Gershbain emphasizes the variety of value pro bono work offers students. “First of all, it exposes students to the value of the pro bono ethic. It makes it more likely that they’ll go out into the profession prepared to make pro bono and community service a part of their everyday practice. It [also] provides law students with really important practical experiential learning opportunities while they’re in law school,” she says. “That provides them with training that in turn makes them more prepared to practise law.”

Wela Quan, a Canadian law school grad and an associate in Osler Hoskin & Harcourt LLP’s New York office, says the New York bar’s requirement will be good for U.S. law graduates since students are not required to complete articling there. Graduates are asked to pick an area of practice to work in without having done any practical legal training, she adds. Pro bono work “is an integral part of legal education because what you learn on the books and what you learn while you’re studying is so different from the actual practice, and you are missing a very, very big chunk coming out of law school not having done any actual legal work,” she says.
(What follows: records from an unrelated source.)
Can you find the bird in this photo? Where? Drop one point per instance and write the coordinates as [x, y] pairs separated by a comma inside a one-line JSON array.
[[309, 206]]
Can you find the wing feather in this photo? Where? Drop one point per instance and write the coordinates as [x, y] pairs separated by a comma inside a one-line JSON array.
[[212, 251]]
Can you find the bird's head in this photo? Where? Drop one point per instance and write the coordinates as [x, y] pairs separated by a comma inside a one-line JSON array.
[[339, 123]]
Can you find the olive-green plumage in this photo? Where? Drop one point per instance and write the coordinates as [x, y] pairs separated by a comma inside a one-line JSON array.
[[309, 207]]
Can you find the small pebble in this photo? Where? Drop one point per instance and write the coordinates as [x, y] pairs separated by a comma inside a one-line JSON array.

Quan sees the growing desire among students to do pro bono work as an overall shift taking place in the profession. “[B]y influencing and affecting students coming out of law school, future generations of lawyers will be more attuned and have more of a focus on [pro bono]. I think already the younger generation of students and people coming out of law school are very sensitive to that.”
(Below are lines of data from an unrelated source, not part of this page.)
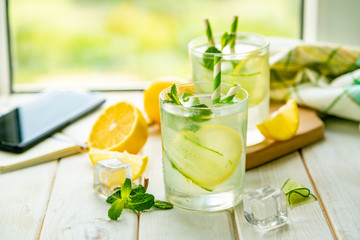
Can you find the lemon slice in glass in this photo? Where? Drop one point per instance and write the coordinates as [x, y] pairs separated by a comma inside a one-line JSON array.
[[207, 157]]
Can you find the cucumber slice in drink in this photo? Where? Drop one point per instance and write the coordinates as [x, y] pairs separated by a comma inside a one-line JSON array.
[[207, 157]]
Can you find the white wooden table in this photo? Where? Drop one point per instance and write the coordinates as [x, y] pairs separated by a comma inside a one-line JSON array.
[[55, 200]]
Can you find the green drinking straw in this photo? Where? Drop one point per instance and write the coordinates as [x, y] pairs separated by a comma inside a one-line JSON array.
[[209, 32], [231, 93], [217, 80], [233, 32]]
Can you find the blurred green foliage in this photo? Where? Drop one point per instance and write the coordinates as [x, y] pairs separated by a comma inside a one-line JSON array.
[[147, 38]]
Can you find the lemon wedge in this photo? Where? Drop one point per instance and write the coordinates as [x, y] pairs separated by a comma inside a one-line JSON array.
[[282, 124], [120, 127], [137, 163]]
Maclaren also predicts a change in the near future on how pro bono work is regarded in the profession. “There will be a culture shift that’s led by the newer generation of lawyers around pro bono services,” he says. “It’ll help the whole profession and give more credence and establishment to organized pro bono services.”

Older lawyers never had a system of organized pro bono services but younger lawyers and new grads are surrounded by it and therefore much more attuned to it. In fact, Maclaren says he is already seeing higher engagement levels from younger lawyers as Access Pro Bono’s sign-up rate for new and junior lawyers is much higher than senior lawyers. The law schools encouraging students to do pro bono work is definitely a contributing factor, he says, as there are more opportunities now to get involved.
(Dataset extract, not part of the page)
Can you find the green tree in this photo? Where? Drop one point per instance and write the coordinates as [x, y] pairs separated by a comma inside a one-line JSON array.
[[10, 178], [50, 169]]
Natalie Zinman, director of student programs in Gowling Lafleur Henderson LLP’s Toronto office, says the firm encourages all of its professionals to work on pro bono files, including its students whenever possible. “If students come into the practice of law having already had the benefit of doing pro bono work and seeing the value that it can provide — not only to them from a learning perspective but also to the clients that they help support — then I think that that can be very valuable,” she says.

At this year’s annual PBSC national training conference in Toronto in May, Matt Cohen, director of litigation projects at Pro Bono Law Ontario, said in order for pro bono work to be truly embraced law firms need to get onside, which is happening but at a slow pace. If students really get on board and do more public interest work, they can help create the change that is needed in the profession.